Вся сочность и образность натренированного языка были мобилизованы для уничтожения самозванки и младенца в ее чреве: Колееву еженощно втолковывалось (днем они почти никогда не были наедине из-за обилия гостей и поклонников), с каким исчадием его угораздило связаться, в какую грязь оступиться.

И младенец — несчастная ловушка, попытка привязать, петля из плоти и жалости, — младенец этот не его. Биологически — да, его гены, но даже его гены в сочетании с этим низким телом способны призвать к жизни лишь не стоящее жизни существо. Забыть, забыть, как дурной сон!..

То, что Агни противилась уничтожению, как-то боролась за себя и младенца — не делала аборт, не травилась, не стихла бесследно в одной из психиатрических клиник, — довело степень ненависти и уязвленной боли до апогея.

Многолетний, медленно вызревающий перитонит взорвался.

Бросившись к Агни, она бросилась на всех обижавших, предававших, унижавших ее в несуразной, неполучившейся жизни, бросилась на саму жизнь, колченогую судьбу, на Колеева, блистательного предателя (на которого в реальности бросаться нельзя, но лишь понимать и ласкать, ворошить с лютой нежностью волосы, сгорая, желая ему смерти. Ей — смерти. Себе — вечного обморока. Миру — ядерного гриба)… Хрустнувшие под непомерным грузом позвонки духа. Тяжело осевшая на пол женщина. Шевелящиеся от кромешного ужаса волосы надо лбом.



Год назад, когда все у них только начиналось на зеленом диване «Юлия», Колеев проникновенным ночным шепотом рассказывал, какая тяжелая жизнь была у его жены, как ее предавали все, вплоть до родной матери, как страшно ему оказаться в числе палачей, как она добра…
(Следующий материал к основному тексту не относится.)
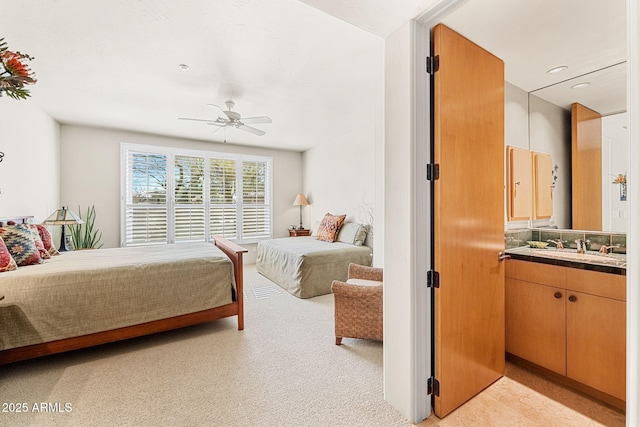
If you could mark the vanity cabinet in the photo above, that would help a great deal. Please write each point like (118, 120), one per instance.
(568, 320)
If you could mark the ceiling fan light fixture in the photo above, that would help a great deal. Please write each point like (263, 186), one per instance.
(580, 85)
(558, 69)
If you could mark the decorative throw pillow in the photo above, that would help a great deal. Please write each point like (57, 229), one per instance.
(7, 263)
(329, 227)
(38, 241)
(47, 240)
(352, 233)
(21, 244)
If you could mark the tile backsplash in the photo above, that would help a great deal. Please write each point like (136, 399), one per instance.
(595, 239)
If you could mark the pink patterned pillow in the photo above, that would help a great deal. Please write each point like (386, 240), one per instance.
(329, 227)
(38, 241)
(47, 240)
(7, 263)
(21, 244)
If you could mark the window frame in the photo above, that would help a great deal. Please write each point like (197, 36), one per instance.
(170, 204)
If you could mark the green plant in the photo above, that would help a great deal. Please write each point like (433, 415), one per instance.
(86, 236)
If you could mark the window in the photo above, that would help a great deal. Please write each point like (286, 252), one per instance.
(211, 194)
Будь это другой человек, Агни прошлась бы на тот счет, что мужья некрасивых жен всегда отмечают в них либо выдающийся ум, либо столь же чрезмерную доброту, — но все, выходящее из уст Колеева, для нее словно освящалось, приобретало непререкаемую весомость. Она принимала его слова не просто за чистую монету — за светящуюся нездешним светом. Конечно же, она необыкновенно — до жгучего ощущения собственной злости и мелочности — добра, тонка, душевна…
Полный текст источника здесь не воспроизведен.